In my few years as a collector, these two terms have been used a lot. What do they mean at the affordable price point (<$1,000)?
I don't say this to insult anyone who values these terms differently than I do. In fact, I hope to learn from the potential conversation.
Don't they just mean:
Swiss Made: "We popped an entry level, mass produced ETA in it".
In-House: "Instead of popping a mass produced ETA in it, we used our own mass-produced movement."
I think these labels mean something different, and more, when we get to higher price brackets. But why is a watch housing an entry level ETA something to mention on the dial? What does the history of the Swiss Watch industry have to do with me plopping down $200 for the Swatch Group's equivalent of the Big Mac (fast food burger), and sticking it in a case?
On the opposite end, "In-House" is starting to lose it's luster for me, too. I've always enjoyed knowing which of my watches were "in-house"; I took pride in it. But why? What does it really mean? Orient, Seiko, Vostok, among others, mass-produce automatic watch movements. Why should that matter to me? These companies are also stuffing their floor level movements in trendy fashion watches left and right.

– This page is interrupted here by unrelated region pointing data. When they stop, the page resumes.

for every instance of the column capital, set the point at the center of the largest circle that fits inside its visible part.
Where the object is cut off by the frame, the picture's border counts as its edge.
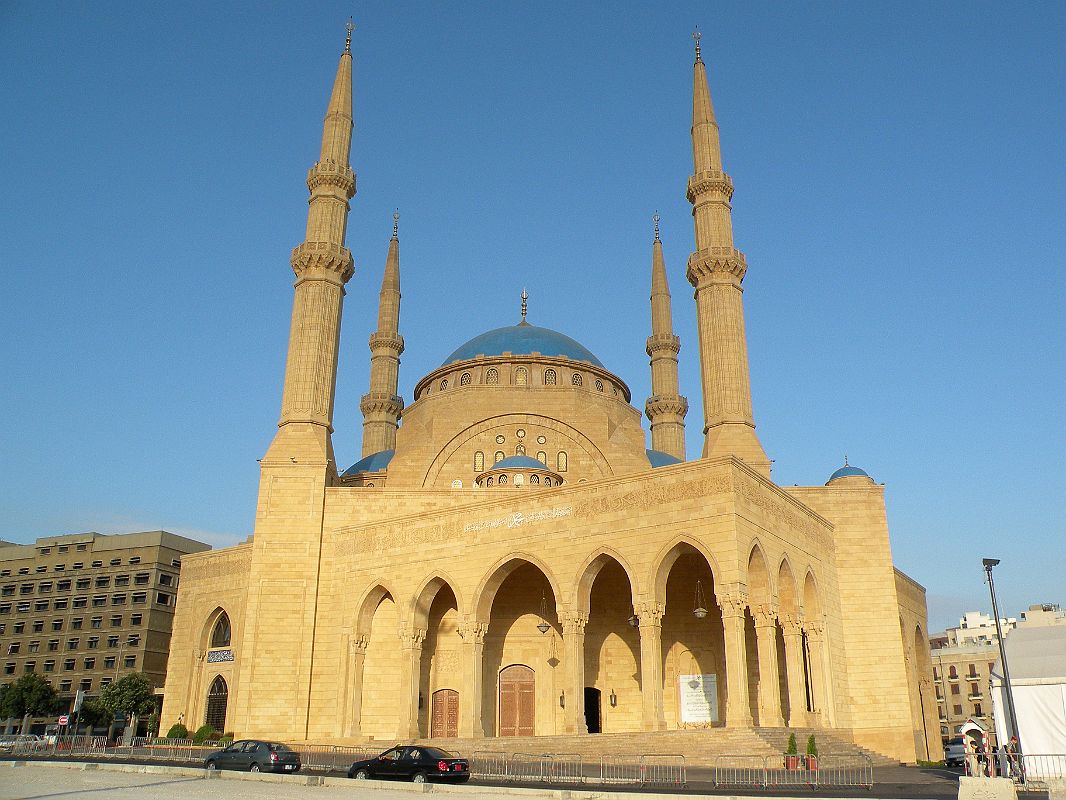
(650, 613)
(473, 632)
(412, 638)
(572, 622)
(733, 604)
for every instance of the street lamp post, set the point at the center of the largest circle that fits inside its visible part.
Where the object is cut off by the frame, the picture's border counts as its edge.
(989, 563)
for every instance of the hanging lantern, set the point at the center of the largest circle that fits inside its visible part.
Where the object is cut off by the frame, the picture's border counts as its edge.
(699, 606)
(543, 626)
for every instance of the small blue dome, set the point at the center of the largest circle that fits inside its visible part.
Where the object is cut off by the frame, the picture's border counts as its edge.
(849, 472)
(519, 462)
(373, 463)
(522, 339)
(658, 458)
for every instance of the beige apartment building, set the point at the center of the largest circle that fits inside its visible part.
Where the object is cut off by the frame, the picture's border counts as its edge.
(964, 658)
(82, 609)
(511, 558)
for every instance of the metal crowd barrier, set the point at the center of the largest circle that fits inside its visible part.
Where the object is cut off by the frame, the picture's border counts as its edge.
(775, 770)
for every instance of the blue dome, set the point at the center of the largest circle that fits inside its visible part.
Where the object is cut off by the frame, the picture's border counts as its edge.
(522, 339)
(849, 472)
(373, 463)
(519, 462)
(658, 458)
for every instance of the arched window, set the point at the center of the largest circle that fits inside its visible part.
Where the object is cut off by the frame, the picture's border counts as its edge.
(217, 699)
(221, 635)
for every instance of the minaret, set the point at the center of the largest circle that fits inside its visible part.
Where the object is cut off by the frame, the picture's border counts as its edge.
(665, 408)
(716, 270)
(323, 265)
(381, 406)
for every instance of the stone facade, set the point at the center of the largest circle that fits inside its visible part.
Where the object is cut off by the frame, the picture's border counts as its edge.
(507, 558)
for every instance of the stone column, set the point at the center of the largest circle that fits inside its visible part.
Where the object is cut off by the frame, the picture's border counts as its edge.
(770, 691)
(471, 724)
(738, 709)
(410, 677)
(651, 666)
(356, 657)
(793, 665)
(574, 650)
(818, 677)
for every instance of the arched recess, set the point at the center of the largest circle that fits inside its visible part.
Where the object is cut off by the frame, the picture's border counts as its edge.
(516, 598)
(693, 638)
(378, 620)
(217, 702)
(436, 610)
(612, 645)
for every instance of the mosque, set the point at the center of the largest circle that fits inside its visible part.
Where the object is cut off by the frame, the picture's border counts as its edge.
(509, 558)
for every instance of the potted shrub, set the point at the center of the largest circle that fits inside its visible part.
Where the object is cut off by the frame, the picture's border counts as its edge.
(811, 753)
(791, 754)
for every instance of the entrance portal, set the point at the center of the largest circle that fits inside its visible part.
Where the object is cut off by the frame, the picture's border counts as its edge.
(517, 701)
(445, 714)
(593, 709)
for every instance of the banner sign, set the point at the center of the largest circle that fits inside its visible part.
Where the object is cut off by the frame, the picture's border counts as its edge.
(699, 698)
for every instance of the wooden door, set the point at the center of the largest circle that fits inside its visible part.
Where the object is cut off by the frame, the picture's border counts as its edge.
(445, 720)
(517, 701)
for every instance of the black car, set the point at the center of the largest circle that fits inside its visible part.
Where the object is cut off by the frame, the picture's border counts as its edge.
(415, 763)
(253, 755)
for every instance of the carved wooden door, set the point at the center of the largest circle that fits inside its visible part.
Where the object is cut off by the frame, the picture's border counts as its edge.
(445, 714)
(517, 701)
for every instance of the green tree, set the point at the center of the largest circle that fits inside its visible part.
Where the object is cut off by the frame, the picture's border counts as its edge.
(29, 697)
(131, 693)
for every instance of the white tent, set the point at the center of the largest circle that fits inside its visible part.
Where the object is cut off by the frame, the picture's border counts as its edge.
(1037, 660)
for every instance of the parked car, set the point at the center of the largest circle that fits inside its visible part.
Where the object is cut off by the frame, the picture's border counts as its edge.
(414, 763)
(954, 752)
(254, 755)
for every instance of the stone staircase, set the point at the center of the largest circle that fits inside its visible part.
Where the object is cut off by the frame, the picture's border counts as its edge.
(699, 747)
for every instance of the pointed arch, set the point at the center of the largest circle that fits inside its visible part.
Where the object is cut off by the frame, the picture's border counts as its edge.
(760, 589)
(788, 596)
(591, 568)
(423, 597)
(668, 555)
(499, 572)
(368, 604)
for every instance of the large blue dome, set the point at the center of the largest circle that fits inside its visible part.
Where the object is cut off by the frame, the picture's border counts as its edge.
(522, 339)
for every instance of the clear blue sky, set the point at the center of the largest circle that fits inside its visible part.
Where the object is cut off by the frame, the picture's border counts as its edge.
(901, 190)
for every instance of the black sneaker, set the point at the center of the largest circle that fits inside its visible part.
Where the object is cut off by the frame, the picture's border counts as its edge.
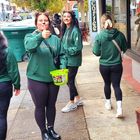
(46, 136)
(53, 134)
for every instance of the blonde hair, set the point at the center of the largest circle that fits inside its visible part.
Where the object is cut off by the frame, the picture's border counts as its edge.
(106, 21)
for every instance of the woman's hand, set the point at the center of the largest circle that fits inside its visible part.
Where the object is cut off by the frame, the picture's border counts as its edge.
(17, 92)
(46, 34)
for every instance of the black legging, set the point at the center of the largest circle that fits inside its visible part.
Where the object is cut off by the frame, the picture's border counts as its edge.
(5, 96)
(112, 74)
(44, 96)
(71, 82)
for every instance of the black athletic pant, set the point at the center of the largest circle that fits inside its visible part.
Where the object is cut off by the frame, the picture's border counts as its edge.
(44, 96)
(5, 96)
(112, 75)
(71, 82)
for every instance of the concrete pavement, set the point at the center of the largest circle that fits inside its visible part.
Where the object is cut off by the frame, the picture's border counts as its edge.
(21, 122)
(101, 123)
(90, 122)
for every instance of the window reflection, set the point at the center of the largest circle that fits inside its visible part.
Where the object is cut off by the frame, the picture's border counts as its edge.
(117, 8)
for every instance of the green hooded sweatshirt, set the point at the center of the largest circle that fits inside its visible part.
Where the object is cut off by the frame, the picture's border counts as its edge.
(104, 47)
(71, 47)
(41, 59)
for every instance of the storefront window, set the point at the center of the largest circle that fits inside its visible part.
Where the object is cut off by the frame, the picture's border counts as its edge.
(135, 25)
(117, 8)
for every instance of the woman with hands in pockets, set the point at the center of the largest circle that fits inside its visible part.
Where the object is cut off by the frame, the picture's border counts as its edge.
(110, 60)
(40, 83)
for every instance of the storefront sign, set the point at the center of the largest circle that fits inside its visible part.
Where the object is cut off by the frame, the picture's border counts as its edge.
(93, 16)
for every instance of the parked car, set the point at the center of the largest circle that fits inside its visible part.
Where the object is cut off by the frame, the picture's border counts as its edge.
(16, 18)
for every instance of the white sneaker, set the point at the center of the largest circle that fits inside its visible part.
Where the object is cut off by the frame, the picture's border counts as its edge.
(69, 107)
(78, 102)
(119, 113)
(108, 104)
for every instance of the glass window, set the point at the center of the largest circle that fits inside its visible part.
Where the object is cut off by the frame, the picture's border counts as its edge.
(117, 8)
(135, 25)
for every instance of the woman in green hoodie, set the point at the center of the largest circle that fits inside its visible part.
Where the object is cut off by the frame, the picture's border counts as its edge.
(41, 45)
(110, 60)
(71, 45)
(9, 75)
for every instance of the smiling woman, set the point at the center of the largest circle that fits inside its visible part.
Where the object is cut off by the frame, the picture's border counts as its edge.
(40, 83)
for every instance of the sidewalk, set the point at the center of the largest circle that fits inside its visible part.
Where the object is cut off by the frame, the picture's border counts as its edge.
(90, 121)
(101, 123)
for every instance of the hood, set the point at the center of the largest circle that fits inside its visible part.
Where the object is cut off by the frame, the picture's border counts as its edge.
(110, 34)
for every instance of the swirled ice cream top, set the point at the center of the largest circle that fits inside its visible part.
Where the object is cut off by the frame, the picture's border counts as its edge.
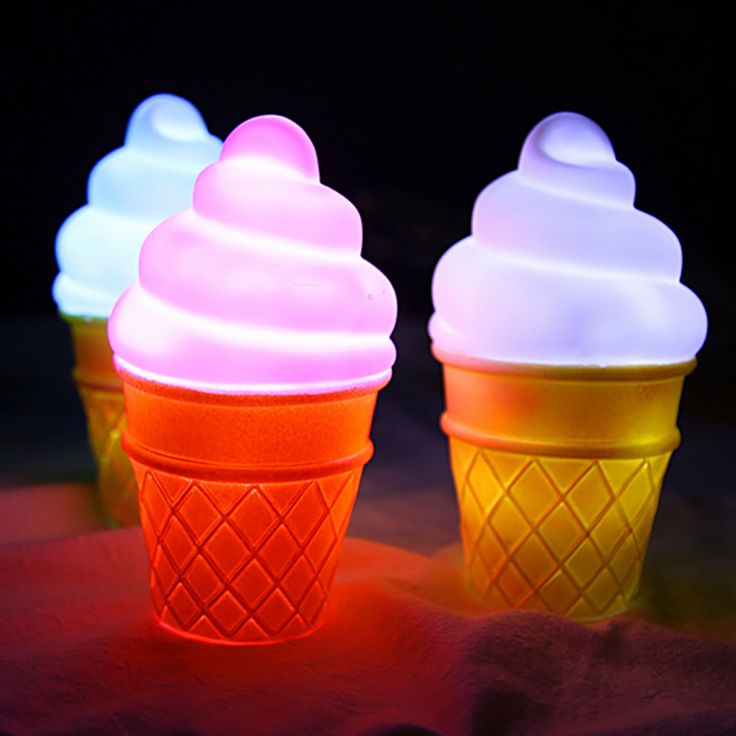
(260, 287)
(130, 191)
(561, 268)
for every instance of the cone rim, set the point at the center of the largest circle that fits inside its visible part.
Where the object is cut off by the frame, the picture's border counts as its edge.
(546, 371)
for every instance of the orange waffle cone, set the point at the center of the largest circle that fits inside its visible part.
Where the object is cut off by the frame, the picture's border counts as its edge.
(245, 502)
(101, 392)
(558, 473)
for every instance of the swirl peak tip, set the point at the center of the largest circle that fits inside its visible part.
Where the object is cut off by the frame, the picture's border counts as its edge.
(165, 117)
(273, 142)
(570, 138)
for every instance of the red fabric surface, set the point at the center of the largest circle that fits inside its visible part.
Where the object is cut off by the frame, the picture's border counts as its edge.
(405, 649)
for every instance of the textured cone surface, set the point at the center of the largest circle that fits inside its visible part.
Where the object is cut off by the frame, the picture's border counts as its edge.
(567, 535)
(243, 562)
(116, 484)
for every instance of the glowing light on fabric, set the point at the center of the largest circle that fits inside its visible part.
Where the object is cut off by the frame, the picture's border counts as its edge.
(130, 191)
(561, 268)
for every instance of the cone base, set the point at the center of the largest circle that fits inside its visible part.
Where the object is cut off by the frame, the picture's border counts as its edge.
(561, 534)
(243, 563)
(101, 391)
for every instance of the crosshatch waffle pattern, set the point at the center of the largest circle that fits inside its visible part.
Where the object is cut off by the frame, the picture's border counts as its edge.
(116, 484)
(242, 562)
(567, 535)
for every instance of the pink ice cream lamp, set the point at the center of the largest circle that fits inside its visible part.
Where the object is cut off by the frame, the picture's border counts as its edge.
(251, 349)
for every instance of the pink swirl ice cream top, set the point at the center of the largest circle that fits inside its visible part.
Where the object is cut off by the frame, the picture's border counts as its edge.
(260, 287)
(561, 268)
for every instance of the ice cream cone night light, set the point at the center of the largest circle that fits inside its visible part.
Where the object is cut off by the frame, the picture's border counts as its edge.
(252, 349)
(130, 191)
(565, 336)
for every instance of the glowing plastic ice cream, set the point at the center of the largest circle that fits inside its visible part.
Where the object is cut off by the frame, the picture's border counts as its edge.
(260, 286)
(561, 268)
(565, 336)
(130, 191)
(252, 349)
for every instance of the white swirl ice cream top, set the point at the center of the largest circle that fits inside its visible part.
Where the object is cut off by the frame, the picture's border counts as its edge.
(260, 287)
(130, 191)
(561, 268)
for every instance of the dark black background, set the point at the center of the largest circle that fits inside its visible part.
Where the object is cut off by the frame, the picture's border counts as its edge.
(412, 108)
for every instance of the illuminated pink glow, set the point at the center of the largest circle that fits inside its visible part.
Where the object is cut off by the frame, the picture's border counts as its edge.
(561, 268)
(260, 286)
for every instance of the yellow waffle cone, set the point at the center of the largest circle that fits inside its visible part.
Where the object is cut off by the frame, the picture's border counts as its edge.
(558, 473)
(101, 392)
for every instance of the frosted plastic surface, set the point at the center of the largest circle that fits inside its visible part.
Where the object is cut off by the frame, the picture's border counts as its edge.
(260, 286)
(130, 191)
(561, 268)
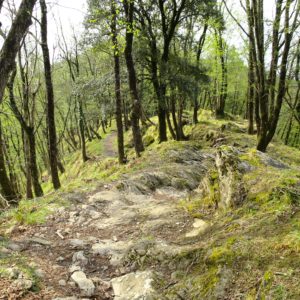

I guess I've come to the following conclusion: Searching for, and buying "history" at this price point, is fools gold. Thoughts? And feel free to tell me how wrong I am.
ETA: We don't do this with other purchases, do we? A lot of once quality, influential car companies are putting out average, to below average products today. When people collect classic cars, they seek the originals. They don't buy a Chevy Prism, just to say they own a "Chevy", as it the new car has anything to do with the classic muscle cars of old.